By March, in order to reduce the effects of the pandemic on economic activity, the CBRT took a series of measures in the monetary policy channel to ensure efficient working of credit channel and that the uninterrupted and smooth running of cash flow of companies.In this scope, the CBRT advanced, for the first time, the Monetary Policy Committee meeting, which was initially scheduled to convene on 19 March, by two days and convened extraordinarily on 17 March, and the policy interest rate was cut by 100 basis points to 9.75%. In addition to this decision, the measure packages taken to limit the economic and financial impacts of the coronavirus were shared with the public on 17 March, 31 March and 17 April (www.tcmb.gov.tr).
The measures focusing on four main objectives were listed as: providing flexibility in banks’ TL and foreign currency liquidity management and increasing predictability, ensuring credit flow to the real sector and supporting exporting companies, supporting the cash flow of exporting companies with rediscount credit arrangements and supporting the Government Domestic Borrowing Securities market (www. tcmb.gov.tr) (Fig. 10.1).
Evaluating limiting the negative impact of the pandemic history of the pandemic on Turkey’s economy, keeping the credit channel open, and smooth continuing of firms’ cash flows and downward risks in the inflation outlook, CBRT kept reducing the rates until May. Thus, the CBRT reduced the policy rate by 300 base points since the beginning of 2020 and by 150 basis points since March, when the effects of the coronavirus began to be felt (www.tcmb.gov.tr).
Fig. 10.1 Package of measures taken to limit the economic and financial effects of the coronavirus. Source (Central Bank of Republic of Turkey 2020)
Due to the pandemic, economic activity decreased significantly around the world, while the supply and demand side decreased significantly. For this reason, this period enabled implementing unique preventive policies.
Implementing a lot of actions and measures in the process, CBRT amended swap agreements signed earlier with Qatar and China to meet Turkey’s short-term foreign currency need arising from sharp decline in exports and tourism, country’s important foreign currency income channels, and thus, took the amounts to a higher level. With the amendment made with the Central Bank of Qatar on 17 August 2018, the amount of the swap agreement was increased from USD 5 billion equivalent of Turkish lira and Qatari rial to USD 15 billion equivalent of Turkish lira and Qatari rial.
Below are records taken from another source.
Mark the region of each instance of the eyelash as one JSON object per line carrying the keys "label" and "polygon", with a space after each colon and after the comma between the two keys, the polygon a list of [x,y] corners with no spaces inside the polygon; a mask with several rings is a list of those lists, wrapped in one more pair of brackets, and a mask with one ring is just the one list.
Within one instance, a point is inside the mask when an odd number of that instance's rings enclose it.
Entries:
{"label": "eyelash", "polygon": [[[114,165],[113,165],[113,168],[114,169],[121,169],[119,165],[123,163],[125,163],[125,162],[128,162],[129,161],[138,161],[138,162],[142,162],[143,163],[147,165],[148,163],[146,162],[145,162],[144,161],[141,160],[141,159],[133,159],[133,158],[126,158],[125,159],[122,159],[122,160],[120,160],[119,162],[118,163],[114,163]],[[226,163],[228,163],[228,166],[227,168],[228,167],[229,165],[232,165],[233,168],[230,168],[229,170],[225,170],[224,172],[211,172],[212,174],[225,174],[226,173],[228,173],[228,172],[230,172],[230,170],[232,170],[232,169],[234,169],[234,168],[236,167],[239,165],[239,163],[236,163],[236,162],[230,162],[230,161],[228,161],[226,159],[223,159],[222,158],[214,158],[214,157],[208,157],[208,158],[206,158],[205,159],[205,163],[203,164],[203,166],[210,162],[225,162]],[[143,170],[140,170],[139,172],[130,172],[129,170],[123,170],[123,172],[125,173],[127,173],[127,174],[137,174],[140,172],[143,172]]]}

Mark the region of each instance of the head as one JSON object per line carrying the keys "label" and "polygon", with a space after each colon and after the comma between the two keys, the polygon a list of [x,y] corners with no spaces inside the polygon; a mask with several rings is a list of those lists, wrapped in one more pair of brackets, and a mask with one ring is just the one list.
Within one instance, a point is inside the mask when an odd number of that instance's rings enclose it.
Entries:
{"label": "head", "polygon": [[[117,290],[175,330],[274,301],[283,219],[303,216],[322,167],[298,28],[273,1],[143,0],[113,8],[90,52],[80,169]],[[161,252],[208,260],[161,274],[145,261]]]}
The first usage of the Chinese Yuan (CNY) funding under the swap agreement signed between the Central Bank of the Republic of Turkey (CBRT) and the People’s Bank of China in 2019 had been realized on 18 June 2020. In this way, similarly, within the framework of the swap agreement renewed in 2019 between the CBRT and the PBoC, the first usage of yuan funding was made on 18 June 2020. In this way, Turkish companies in various sectors paid their import bills from China using yuan through relevant banks. In the statement made by the CBRT regarding the swap agreement, it was stated that the use of swap agreement resources was important in terms of the use of local currency in international trade payments and access of Turkish companies to international liquidity, and should also be considered as a step to strengthen financial cooperation between both countries (www.tcmb.gov.tr).
Although the global pandemic caused long-lasting damage to the economies, intense efforts were made to limit these effects by means of the extraordinary measures repeatedly announced by the central banks. The CBRT took part at the “Center” of actions with nearly 50 measures as of 16 March in coordination of economy management, together with the Banking Regulation and Supervision Agency.